A modification to the LEON2-FT VHDL model will be necessary to correct this issue.

## 3.6.2 Single-stepping over SWAP and LDSTUB instruction locks AHB bus

During a debug session using the debug support unit (DSU), it is possible to perform singlestepping. If an attempt to single-step a SWAP or LDSTUB instruction is made, the AHB bus will be locked and further debugging will be impossible. The reason for this behaviour is that SWAP and LDSTUB instruction perform a read-modify-write cycle which locks the AHB bus to insure atomicity. When such an instruction is single-stepped, the lock signal will be kept active even after the processor enters debug mode, thereby preventing further bus arbitration. Since the communications with the DSU is done over the AHB bus, further debugging is impossible and the device is in principle dead-locked. This state can only be exited by deasserting the DSUEN signal (resuming execution), or asserting the RESET signal.

The solution to this problem is to de-assert the AHB lock signal when the processor enters debug mode, requiring a modification of the LEON2-FT model.

#### **3.6.3** Divide overflow will not clear zero flag

The divide instructions SDIVCC and UDIVCC set the integer condition codes (negative, overflow and zero) with respect to the final result. When a divide overflow occurs, a pre-defined non-zero value is returned, the overflow bit is set and the zero bit is cleared. However, under certain overflow conditions, the zero bit is wrongly set even though the result is always non-zero.

To correct this issue, a modification of the LEON2-FT VHDL model is necessary.

## 3.6.4 Register file fault-injection incorrectly implemented

The LEON2-FT processor has a fault-injection function which allows the insertion of errors into the 7-bit EDAC checksum that protects each word of the register file. When fault-injection is enabled, the EDAC checksums are supposed to be XORed with the value of the TCB field in the

%asr16 register. Due to an incorrect configuration of the VHDL model, the fault injection is instead implemented as follows:

- check bits[6:4] of dual-port ram 1 (corresponding to %rs1 operand) are XORed with TCB[2:0]
- check bits[6:4] of dual-port ram 2 (corresponding to %rs2 operand) are XORed with TCB[5:3]
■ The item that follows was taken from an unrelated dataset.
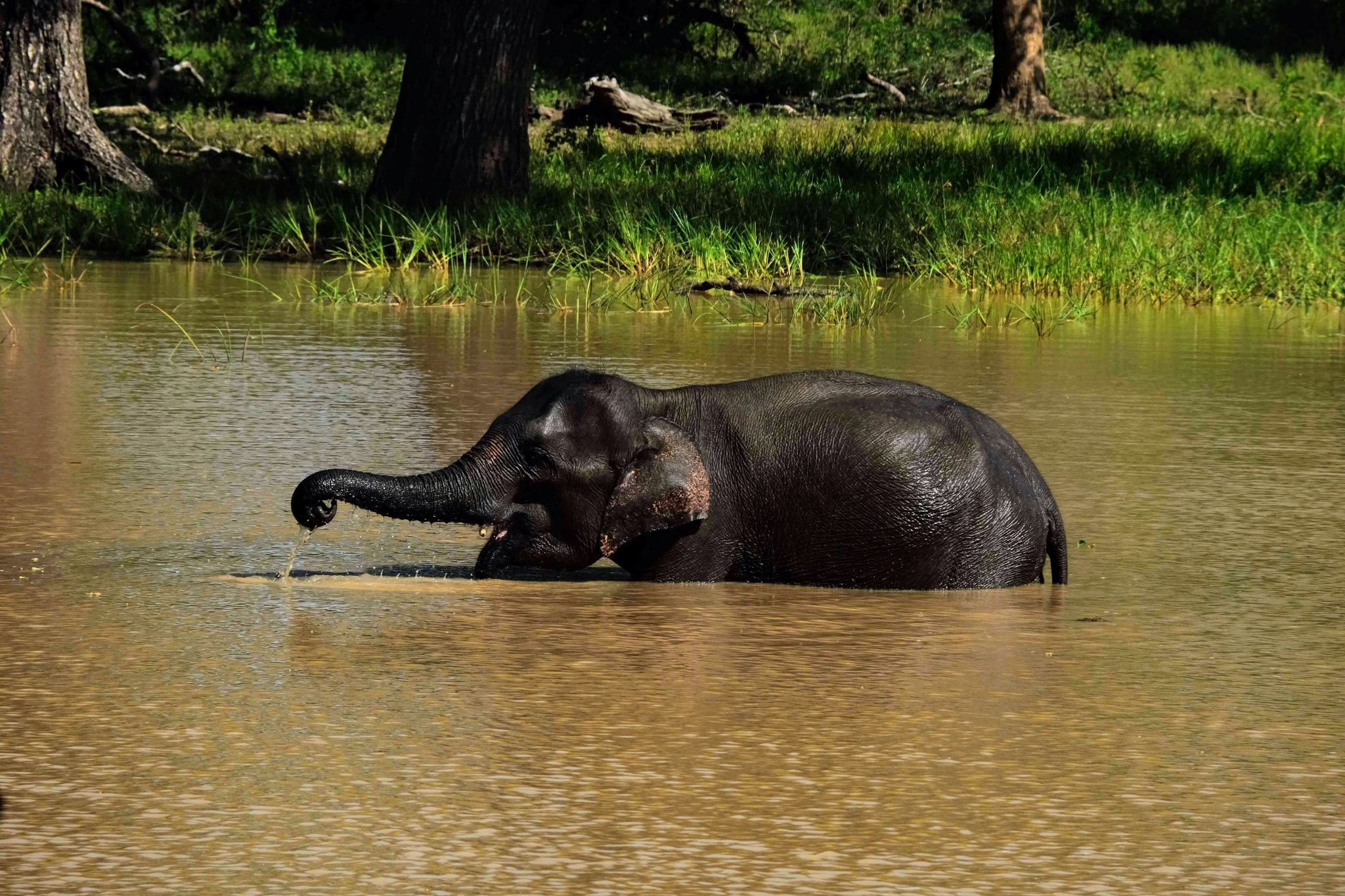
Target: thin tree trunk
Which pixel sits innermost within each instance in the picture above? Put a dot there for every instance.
(46, 128)
(1019, 75)
(460, 129)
Fault-injection is still possible as intended, but the injection software must be aware of the difference bit location of the injected errors.

## 4 SUMMARY AND RECOMMENDATIONS

#### 4.1 General

The validation of the AT697 has been carried out according to the validation plans described in RD14 and RD15. It was found that the device was fully functional, although four new design deficiencies were found. The power consumption was measured to  $\sim 0.7$  Watts @ 100 MHz, and in line with simulations. All hardware interface were found fully functional, with the exception of the SDRAM which only worked up to 96 MHz. The reason for this limit is not known and will be further analysed.

#### 4.2 **Recommendations for improvements**

To assure optimal operation of the flight version of AT697, the following actions should be taken:

- All identified design deficiencies should be correct in the LEON2-FT VHDL model.
- The SDRAM operation should be analysed further to fully understand, and if possible circumvent, the limit in operational frequency.
- If compatible with the device timing, the LEON2-FT VHDL configuration should be changed to remove the extra ICC branch delay cycle in order to improve performance.